Artist
Visionary Filipino artist redefining identity through bold, boundary-pushing contemporary art
Always experimenting and pushing boundaries, Ronald Ventura is preparing a back-to-back show with another major artist at Cloud Grey Gallery. In a recent interview, he shared that his work advocates for identity as “shifting, hybrid, evolving” and seeks to illuminate Filipino life in all its contradictions, humour, violence and beauty. Ventura hopes to leave behind a body of work that resists easy interpretation while opening fresh ways of seeing Filipino identity.
The artist has long been celebrated for breaking into the traditionally snobbish international art scene. In 2011, his painting Grayground sold for US$1 million at Sotheby’s Modern and Contemporary Southeast Asian Paintings auction in Hong Kong, the highest price for a modern Southeast Asian work by a living artist based in the Philippines. His signature style fuses realism with graffiti, cartoons and religious iconography, presenting the human condition from the Third World with the precision of high-definition animation. He has participated in the Prague Biennale in 2009 and the Nanjing Biennale in 2010.
Ventura cites his 2005 Human Study, which won the Ateneo Art Awards, as his breakthrough, earning him a prestigious studio residency in Australia. The piece later sold for US$700,000 at Sotheby’s Hong Kong, while his 2017 Party Animal surpassed it, fetching US$2 million at Christie’s in 2021. Recent exhibitions, including Astig-Mata at Goldenberg Mansion in 2024, explore female power and beauty across paintings, prints and sculptures, as well as the fluidity and hybridity that continue to define his practice.
Impacted Industries
The Arts
Awards
2008: Award of Excellence (Asian Sculpture Open Competition, Japan)

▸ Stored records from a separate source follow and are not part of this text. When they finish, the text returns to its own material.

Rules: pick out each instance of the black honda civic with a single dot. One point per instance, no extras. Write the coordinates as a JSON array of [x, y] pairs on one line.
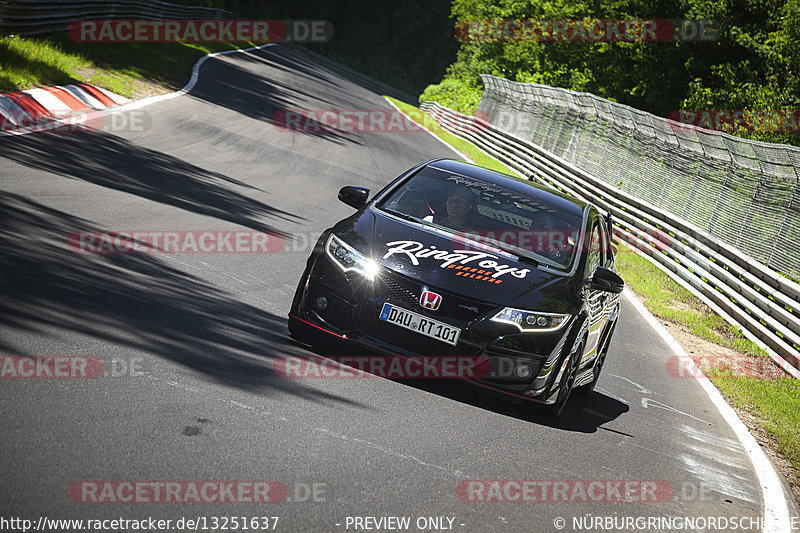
[[452, 259]]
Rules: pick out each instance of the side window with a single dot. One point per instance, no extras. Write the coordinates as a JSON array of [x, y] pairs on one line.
[[595, 250], [605, 246]]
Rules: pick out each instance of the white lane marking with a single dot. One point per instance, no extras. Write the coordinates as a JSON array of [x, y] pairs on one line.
[[649, 402], [776, 509], [133, 105], [641, 389]]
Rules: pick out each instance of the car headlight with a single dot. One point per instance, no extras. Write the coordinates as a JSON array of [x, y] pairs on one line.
[[348, 259], [531, 320]]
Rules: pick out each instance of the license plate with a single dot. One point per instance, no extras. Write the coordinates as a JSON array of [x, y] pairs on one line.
[[419, 323]]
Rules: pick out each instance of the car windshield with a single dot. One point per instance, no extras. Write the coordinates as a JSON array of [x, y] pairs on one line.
[[484, 212]]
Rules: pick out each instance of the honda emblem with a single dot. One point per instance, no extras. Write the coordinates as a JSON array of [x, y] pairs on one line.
[[430, 300]]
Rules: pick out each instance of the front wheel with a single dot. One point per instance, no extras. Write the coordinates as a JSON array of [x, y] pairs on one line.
[[565, 385]]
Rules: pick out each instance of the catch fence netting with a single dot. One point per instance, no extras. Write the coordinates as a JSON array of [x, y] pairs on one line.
[[744, 193]]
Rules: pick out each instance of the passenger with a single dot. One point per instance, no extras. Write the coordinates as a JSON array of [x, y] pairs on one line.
[[461, 210]]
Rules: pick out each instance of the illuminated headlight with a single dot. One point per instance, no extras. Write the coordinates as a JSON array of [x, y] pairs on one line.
[[530, 320], [348, 259]]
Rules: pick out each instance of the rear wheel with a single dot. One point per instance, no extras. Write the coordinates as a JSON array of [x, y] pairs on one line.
[[566, 383]]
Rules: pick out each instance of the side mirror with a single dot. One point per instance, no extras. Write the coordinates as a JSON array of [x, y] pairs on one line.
[[354, 196], [606, 280]]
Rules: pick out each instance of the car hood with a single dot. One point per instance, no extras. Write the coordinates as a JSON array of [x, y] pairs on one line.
[[451, 263]]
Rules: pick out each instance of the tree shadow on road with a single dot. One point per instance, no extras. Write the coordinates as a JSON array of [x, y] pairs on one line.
[[110, 161], [135, 301]]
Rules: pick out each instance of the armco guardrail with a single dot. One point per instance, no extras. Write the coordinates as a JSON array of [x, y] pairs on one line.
[[31, 17], [744, 193], [763, 303]]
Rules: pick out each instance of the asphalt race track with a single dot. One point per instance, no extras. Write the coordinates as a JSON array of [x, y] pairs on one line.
[[188, 340]]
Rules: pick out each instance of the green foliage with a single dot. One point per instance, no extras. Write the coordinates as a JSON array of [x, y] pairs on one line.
[[752, 64], [455, 94]]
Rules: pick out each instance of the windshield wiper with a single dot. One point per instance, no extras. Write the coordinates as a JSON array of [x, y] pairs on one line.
[[404, 216]]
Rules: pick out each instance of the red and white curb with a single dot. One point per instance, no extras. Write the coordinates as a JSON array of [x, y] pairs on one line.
[[50, 107]]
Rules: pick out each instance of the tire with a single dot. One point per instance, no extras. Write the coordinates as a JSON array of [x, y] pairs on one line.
[[587, 389], [565, 385]]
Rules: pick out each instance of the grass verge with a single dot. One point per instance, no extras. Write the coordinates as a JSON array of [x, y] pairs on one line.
[[133, 70], [667, 300], [775, 403]]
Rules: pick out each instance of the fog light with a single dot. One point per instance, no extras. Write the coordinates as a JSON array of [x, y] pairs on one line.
[[522, 371]]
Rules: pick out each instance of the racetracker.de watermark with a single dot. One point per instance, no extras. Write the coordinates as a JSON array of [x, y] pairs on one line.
[[368, 120], [736, 120], [174, 242], [570, 490], [385, 366], [133, 121], [585, 30], [50, 367], [177, 492], [699, 366], [199, 31]]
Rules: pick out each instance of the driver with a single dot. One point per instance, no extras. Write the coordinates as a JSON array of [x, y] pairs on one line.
[[461, 210]]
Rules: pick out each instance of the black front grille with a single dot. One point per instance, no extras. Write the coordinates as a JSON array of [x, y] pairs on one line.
[[406, 292]]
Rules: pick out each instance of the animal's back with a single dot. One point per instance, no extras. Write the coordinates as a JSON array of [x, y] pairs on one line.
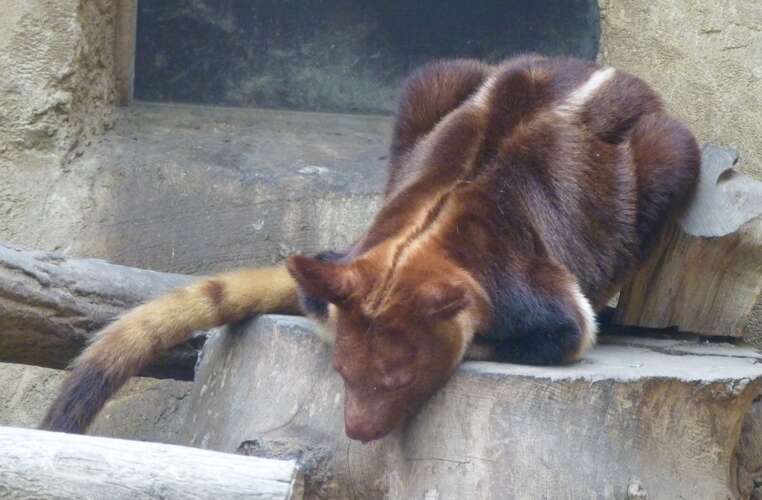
[[539, 155]]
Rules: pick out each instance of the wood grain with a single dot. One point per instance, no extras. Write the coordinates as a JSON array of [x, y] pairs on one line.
[[706, 275], [40, 464]]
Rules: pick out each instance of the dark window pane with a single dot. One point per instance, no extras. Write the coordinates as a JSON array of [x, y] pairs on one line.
[[335, 55]]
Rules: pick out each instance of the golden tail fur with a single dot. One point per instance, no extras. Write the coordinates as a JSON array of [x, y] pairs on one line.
[[127, 345]]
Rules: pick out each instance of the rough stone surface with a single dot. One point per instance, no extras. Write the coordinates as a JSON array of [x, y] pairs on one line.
[[50, 307], [705, 58], [195, 189], [637, 416], [146, 409], [56, 90]]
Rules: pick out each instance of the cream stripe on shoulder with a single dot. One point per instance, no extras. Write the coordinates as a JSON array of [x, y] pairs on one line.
[[582, 94], [589, 325], [481, 98]]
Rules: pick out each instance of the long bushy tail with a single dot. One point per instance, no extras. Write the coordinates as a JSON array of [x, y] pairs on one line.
[[124, 347]]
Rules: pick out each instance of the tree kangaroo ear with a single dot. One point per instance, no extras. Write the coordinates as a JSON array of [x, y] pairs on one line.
[[324, 280], [542, 317]]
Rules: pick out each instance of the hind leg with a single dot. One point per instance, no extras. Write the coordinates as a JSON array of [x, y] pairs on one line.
[[667, 161]]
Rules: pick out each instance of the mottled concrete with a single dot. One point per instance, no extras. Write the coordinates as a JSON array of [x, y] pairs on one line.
[[660, 416], [195, 189], [146, 409], [51, 306], [704, 57], [56, 91], [57, 82]]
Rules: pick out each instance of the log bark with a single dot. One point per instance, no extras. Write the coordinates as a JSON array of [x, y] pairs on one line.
[[50, 306], [658, 415], [706, 275], [40, 464]]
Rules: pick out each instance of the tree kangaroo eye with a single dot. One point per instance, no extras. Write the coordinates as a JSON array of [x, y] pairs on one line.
[[519, 195]]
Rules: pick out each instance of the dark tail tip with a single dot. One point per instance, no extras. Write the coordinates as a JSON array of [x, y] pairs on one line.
[[82, 395]]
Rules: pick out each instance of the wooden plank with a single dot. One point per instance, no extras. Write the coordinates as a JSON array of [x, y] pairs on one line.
[[706, 275], [50, 306], [41, 464]]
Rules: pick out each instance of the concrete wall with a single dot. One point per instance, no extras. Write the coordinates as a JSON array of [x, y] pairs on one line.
[[56, 91], [704, 56], [57, 94]]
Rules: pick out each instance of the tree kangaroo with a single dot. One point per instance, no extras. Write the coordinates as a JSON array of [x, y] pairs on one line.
[[520, 196]]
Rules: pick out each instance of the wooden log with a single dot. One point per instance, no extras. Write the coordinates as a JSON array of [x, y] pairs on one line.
[[41, 464], [50, 306], [706, 275]]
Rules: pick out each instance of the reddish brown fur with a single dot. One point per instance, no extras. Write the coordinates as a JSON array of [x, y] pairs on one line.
[[511, 215]]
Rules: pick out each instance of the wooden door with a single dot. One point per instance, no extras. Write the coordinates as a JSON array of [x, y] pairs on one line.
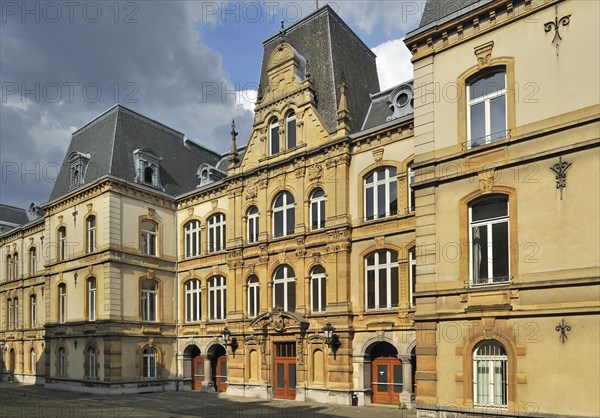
[[386, 380], [285, 370], [197, 372]]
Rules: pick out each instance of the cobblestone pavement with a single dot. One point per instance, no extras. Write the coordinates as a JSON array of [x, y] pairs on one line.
[[36, 401]]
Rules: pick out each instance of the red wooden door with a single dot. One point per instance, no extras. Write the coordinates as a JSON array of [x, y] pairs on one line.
[[197, 372], [386, 380], [285, 370]]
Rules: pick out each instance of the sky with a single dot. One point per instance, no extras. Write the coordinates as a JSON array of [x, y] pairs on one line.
[[191, 65]]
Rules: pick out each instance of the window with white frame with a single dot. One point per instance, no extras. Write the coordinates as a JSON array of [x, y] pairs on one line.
[[381, 193], [489, 238], [192, 301], [284, 289], [490, 385], [62, 243], [192, 238], [290, 130], [253, 296], [149, 359], [252, 220], [317, 209], [216, 233], [32, 311], [486, 102], [91, 234], [62, 303], [274, 136], [318, 289], [381, 273], [149, 299], [217, 298], [283, 214], [148, 237], [32, 261], [91, 302], [91, 363]]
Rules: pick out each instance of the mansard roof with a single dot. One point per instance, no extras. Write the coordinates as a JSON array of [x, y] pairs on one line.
[[334, 54], [110, 140]]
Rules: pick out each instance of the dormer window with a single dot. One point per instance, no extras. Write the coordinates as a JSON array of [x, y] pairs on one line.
[[147, 167], [78, 163]]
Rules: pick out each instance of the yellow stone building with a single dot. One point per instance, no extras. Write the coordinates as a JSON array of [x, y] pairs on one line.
[[438, 239]]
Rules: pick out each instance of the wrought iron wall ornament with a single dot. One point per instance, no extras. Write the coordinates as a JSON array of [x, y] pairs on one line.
[[560, 169], [563, 328]]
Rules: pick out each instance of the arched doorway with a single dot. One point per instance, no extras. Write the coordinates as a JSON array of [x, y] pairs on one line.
[[386, 373], [194, 365]]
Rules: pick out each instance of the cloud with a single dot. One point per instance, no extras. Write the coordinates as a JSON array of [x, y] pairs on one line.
[[393, 63]]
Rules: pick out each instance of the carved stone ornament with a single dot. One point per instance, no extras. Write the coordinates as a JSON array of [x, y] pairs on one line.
[[484, 54]]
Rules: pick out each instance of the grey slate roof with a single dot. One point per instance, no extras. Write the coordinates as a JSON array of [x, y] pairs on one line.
[[110, 140], [334, 54], [13, 215]]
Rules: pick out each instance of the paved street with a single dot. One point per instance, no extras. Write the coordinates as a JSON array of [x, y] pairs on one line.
[[36, 401]]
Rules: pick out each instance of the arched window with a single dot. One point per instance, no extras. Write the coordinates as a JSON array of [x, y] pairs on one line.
[[486, 103], [252, 219], [488, 234], [91, 363], [490, 385], [317, 209], [62, 243], [192, 238], [318, 289], [216, 233], [290, 130], [381, 193], [149, 298], [192, 301], [381, 273], [217, 298], [149, 363], [91, 234], [32, 261], [284, 289], [62, 303], [91, 302], [253, 296], [148, 235], [283, 215], [274, 136]]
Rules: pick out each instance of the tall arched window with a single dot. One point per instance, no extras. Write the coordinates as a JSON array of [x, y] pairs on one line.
[[488, 234], [381, 273], [252, 219], [216, 233], [284, 289], [381, 193], [91, 302], [192, 300], [318, 289], [317, 209], [283, 215], [148, 236], [253, 296], [62, 243], [62, 303], [490, 385], [149, 300], [290, 130], [217, 298], [91, 234], [149, 363], [192, 238], [274, 136], [486, 103]]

2003: 13 Artists Award (Cultural Centre of the Philippines)
2001: Artist of the Year Award (Art Manila)
Did You Know?
Ronald Ventura, who calls all his pieces a work in progress, has caught up with stagnant paintings from five years ago because of this long pandemic lockdown. In 2020, he showed alongside National Artist BenCab at contemporary art gallery, Secret Fresh. It was a playful juxtaposition of the works of two respected artists from different generations, portraying Filipino day-to-day in their art. Ventura has also completed a new series called Paradise, which is partly a carnival of horrors and a commentary on modern reality.